Donna racconta violenze, invalidità causata da percosse nel 2014

 

Avrebbe picchiato e minacciato di morte per anni la moglie disabile. E’ accaduto a Bari dove un uomo è stato denunciato dalla moglie che per anni ha subito violenze domestiche. L’indagine è partita il 9 luglio, quando gli agenti della squadra Volanti della Questura di Bari sono intervenuti in un appartamento nel quartiere Carrassi, perché era stata segnalata la presenza di una persona disabile che aveva chiesto aiuto in quanto vittima di violenze. Sul posto hanno constatato che la donna, costretta su una carrozzina, presentava una escoriazione alla tempia e una lieve tumefazione dell’arcata sopraciliare. Ha raccontato che qualche ora prima il marito, indispettito dal fatto di essere stato contattato da lei più volte affinché rientrasse a casa per aiutarla, l’aveva colpita con una manata al volto rompendole sul viso gli occhiali indossati.
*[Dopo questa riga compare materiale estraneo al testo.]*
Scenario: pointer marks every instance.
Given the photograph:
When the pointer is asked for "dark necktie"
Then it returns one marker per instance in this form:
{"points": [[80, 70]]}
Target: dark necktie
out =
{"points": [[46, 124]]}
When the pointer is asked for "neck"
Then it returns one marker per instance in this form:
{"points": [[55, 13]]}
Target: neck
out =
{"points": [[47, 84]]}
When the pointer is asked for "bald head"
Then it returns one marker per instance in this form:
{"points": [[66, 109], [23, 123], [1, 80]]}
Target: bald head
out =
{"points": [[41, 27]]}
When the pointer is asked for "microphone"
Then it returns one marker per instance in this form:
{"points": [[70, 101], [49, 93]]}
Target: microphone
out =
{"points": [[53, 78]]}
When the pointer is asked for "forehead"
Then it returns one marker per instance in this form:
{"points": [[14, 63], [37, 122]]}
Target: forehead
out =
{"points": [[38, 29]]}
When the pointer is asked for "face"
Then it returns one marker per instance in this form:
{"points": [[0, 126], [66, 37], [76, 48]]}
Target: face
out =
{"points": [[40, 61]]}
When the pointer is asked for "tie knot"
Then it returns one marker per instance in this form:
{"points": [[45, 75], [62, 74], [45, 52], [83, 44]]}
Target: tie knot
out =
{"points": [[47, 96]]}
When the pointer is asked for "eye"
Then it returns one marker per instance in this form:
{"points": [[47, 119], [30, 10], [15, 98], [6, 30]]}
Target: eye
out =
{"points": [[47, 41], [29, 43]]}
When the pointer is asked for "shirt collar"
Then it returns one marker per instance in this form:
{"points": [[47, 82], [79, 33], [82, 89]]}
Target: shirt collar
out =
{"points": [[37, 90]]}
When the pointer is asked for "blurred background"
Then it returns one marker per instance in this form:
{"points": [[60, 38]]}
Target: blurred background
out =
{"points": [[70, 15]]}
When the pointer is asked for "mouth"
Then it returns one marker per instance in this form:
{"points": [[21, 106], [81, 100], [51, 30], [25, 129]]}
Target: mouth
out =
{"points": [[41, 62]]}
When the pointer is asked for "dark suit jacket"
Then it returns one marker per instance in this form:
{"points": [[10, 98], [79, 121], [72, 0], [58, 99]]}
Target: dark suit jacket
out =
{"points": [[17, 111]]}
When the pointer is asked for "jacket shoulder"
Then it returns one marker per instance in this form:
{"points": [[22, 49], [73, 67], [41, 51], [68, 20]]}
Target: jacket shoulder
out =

Ha poi riferito che da almeno sei anni, momento in cui si era ammalata, era vittima di violenze fisiche e verbali e minacce di morte, mai denunciate per paura.

 

Nella denuncia, presentata all’indomani dell’ennesima aggressione dopo essere stata medicata nel Policlinico di Bari, la donna ha ricostruito gli ultimi anni di violenze, iniziate quando è rimasta disabile a seguito di un attacco ipertensivo e rottura di un vaso sanguigno nel cervello, verificatosi probabilmente dopo essere stata malmenata dal marito con schiaffi e pugni al volto.

 

Quel giorno, dopo essere stata picchiata, si era messa nel letto stordita e, senza rendersene conto, era caduta battendo violentemente la parte destra della testa sul pavimento e rimanendo in coma per cinque mesi. Quando la donna è stata soccorsa, ha raccontato che le violenze andavano avanti dal 2014, quando era rimasta disabile. All’uomo la Polizia ha notificato ora la misura cautelare dell’allontanamento dalla casa familiare e del divieto di avvicinamento alla moglie.